しかたなく、「はい」などと返事をしている。
いつの頃からだろう、ぼくが「大将」と呼ばれるようになったのは。
ぼくの持っている自分のイメージは、決して「大将」ではない。
だから、「大将」と呼ばれるたびに、「大将と呼ばんでくれ」と思っている。
ぼくは「大将」と呼ばれるほど立派な人間でもないし、またいかにもそれらしい風貌をしているわけでもない。
「大将」と言われて思い当たるのは、いかにも立派な白髪頭だけである。
とにかく、ぼくのことを「大将」と呼ぶ人は、圧倒的に年配の方が多い。
最近ボケ始めた、床屋のおばちゃんからもそう呼ばれている。
ぼくのほうが年下なのだから、「兄ちゃん」と呼んだほうがより自然である。
なのに、いつも「大将」なのだ。
ぼくは「大将」と聞くと、つい『ひみつのアッコちゃん』に出てくる大将を思い浮かべてしまう。

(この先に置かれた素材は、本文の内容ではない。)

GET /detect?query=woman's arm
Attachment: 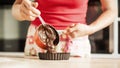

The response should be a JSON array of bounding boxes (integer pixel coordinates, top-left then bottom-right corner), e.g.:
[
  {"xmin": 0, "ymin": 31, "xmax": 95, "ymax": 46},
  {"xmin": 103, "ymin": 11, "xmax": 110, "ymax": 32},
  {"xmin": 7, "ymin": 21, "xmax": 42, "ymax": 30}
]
[
  {"xmin": 89, "ymin": 0, "xmax": 118, "ymax": 34},
  {"xmin": 63, "ymin": 0, "xmax": 118, "ymax": 38},
  {"xmin": 12, "ymin": 0, "xmax": 40, "ymax": 21}
]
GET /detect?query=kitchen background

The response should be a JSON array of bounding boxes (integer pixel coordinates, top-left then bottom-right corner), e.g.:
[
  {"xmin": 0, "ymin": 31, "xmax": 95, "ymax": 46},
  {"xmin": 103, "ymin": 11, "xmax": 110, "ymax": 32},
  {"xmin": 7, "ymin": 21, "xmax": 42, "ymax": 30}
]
[
  {"xmin": 0, "ymin": 0, "xmax": 119, "ymax": 55},
  {"xmin": 0, "ymin": 0, "xmax": 30, "ymax": 52}
]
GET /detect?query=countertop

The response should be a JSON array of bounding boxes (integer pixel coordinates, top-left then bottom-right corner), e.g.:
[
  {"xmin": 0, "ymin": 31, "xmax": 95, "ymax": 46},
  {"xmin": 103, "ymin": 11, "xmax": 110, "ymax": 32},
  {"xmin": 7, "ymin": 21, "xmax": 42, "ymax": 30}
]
[{"xmin": 0, "ymin": 52, "xmax": 120, "ymax": 68}]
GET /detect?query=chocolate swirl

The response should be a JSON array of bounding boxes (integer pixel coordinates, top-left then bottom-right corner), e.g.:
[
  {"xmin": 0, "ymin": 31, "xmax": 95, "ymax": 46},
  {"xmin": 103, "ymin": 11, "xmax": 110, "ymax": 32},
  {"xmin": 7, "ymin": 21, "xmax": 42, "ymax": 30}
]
[{"xmin": 38, "ymin": 24, "xmax": 59, "ymax": 53}]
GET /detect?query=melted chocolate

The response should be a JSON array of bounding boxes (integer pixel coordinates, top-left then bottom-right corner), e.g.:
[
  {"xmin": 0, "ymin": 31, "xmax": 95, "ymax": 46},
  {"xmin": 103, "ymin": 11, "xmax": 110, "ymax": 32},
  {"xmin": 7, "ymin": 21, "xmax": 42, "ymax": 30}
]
[{"xmin": 38, "ymin": 24, "xmax": 59, "ymax": 53}]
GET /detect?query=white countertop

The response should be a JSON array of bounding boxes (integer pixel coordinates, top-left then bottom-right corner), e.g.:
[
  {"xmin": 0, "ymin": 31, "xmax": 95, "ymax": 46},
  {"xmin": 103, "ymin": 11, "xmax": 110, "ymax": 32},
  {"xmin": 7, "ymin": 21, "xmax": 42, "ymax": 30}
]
[{"xmin": 0, "ymin": 52, "xmax": 120, "ymax": 68}]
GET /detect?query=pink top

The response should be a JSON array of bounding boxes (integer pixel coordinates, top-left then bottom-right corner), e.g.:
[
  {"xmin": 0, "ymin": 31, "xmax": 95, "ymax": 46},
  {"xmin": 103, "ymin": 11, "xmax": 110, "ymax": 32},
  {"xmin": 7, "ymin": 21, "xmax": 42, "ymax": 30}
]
[{"xmin": 32, "ymin": 0, "xmax": 88, "ymax": 30}]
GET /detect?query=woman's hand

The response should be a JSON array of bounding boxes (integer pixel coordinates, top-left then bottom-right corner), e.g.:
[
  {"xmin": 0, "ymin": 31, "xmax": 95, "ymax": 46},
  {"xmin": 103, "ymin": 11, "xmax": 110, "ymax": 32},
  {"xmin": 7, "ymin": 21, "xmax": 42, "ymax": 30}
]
[
  {"xmin": 19, "ymin": 0, "xmax": 40, "ymax": 21},
  {"xmin": 61, "ymin": 23, "xmax": 92, "ymax": 39},
  {"xmin": 12, "ymin": 0, "xmax": 40, "ymax": 21}
]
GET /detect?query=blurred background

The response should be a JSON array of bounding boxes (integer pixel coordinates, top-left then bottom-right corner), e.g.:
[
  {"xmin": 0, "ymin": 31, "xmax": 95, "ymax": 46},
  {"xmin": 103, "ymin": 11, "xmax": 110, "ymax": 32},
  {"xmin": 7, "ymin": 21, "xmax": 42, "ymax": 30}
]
[
  {"xmin": 0, "ymin": 0, "xmax": 119, "ymax": 55},
  {"xmin": 0, "ymin": 0, "xmax": 30, "ymax": 52}
]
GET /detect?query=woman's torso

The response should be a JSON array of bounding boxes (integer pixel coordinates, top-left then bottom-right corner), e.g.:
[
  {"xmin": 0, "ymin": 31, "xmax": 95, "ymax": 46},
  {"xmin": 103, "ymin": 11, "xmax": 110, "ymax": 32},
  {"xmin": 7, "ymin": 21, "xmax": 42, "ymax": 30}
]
[{"xmin": 32, "ymin": 0, "xmax": 88, "ymax": 30}]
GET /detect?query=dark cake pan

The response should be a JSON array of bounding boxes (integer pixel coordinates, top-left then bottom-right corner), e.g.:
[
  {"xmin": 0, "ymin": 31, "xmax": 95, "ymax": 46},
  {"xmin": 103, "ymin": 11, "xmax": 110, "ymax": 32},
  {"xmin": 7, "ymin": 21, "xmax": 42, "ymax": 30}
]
[{"xmin": 38, "ymin": 52, "xmax": 70, "ymax": 60}]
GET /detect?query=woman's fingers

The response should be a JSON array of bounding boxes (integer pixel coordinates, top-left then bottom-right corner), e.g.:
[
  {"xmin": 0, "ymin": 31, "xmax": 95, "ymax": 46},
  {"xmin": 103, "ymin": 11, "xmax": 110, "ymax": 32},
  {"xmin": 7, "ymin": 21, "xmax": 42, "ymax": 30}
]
[
  {"xmin": 22, "ymin": 0, "xmax": 31, "ymax": 10},
  {"xmin": 20, "ymin": 4, "xmax": 36, "ymax": 20},
  {"xmin": 31, "ymin": 5, "xmax": 41, "ymax": 16},
  {"xmin": 63, "ymin": 23, "xmax": 89, "ymax": 38},
  {"xmin": 31, "ymin": 2, "xmax": 38, "ymax": 8},
  {"xmin": 66, "ymin": 24, "xmax": 78, "ymax": 33},
  {"xmin": 20, "ymin": 0, "xmax": 40, "ymax": 21},
  {"xmin": 68, "ymin": 30, "xmax": 77, "ymax": 38}
]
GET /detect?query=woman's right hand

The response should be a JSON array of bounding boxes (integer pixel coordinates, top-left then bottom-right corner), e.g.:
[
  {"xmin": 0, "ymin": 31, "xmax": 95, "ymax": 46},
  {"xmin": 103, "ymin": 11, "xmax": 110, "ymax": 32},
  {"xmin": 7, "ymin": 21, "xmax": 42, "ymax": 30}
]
[{"xmin": 19, "ymin": 0, "xmax": 40, "ymax": 21}]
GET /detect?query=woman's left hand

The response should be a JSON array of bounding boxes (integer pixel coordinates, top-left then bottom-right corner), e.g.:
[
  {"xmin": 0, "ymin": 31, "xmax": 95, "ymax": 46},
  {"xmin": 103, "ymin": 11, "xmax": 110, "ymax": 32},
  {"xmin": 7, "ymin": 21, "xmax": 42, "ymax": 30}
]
[{"xmin": 61, "ymin": 23, "xmax": 92, "ymax": 39}]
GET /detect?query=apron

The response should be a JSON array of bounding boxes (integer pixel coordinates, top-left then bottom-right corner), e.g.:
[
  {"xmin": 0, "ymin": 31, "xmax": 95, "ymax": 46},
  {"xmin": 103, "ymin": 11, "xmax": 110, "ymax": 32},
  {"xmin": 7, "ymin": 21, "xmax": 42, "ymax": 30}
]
[{"xmin": 24, "ymin": 24, "xmax": 91, "ymax": 58}]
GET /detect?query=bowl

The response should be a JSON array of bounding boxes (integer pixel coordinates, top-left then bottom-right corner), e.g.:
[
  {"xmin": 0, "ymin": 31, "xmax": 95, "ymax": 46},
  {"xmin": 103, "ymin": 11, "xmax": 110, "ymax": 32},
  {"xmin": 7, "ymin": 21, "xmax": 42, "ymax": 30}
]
[{"xmin": 34, "ymin": 24, "xmax": 59, "ymax": 50}]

おそらく、ぼくと同じ世代の人の半分は、そう思うのではないだろうか。
ぼくは、その大将みたいに太ってはいないし、またデベソでもない。
いつも「大将」と呼ばれるたびに、アッコちゃんの大将を思い浮かべてしまうのだから、たまったものじゃない。
心の法則からすると、人は心に描いたとおりの人になるらしい。
このまま、「大将」と呼ばれてばかりいると、アッコちゃんの大将みたいになってしまうかもしれない。
頼むから、そういう余計な連想をしてしまう「大将」などという呼び名はやめてほしいものだ。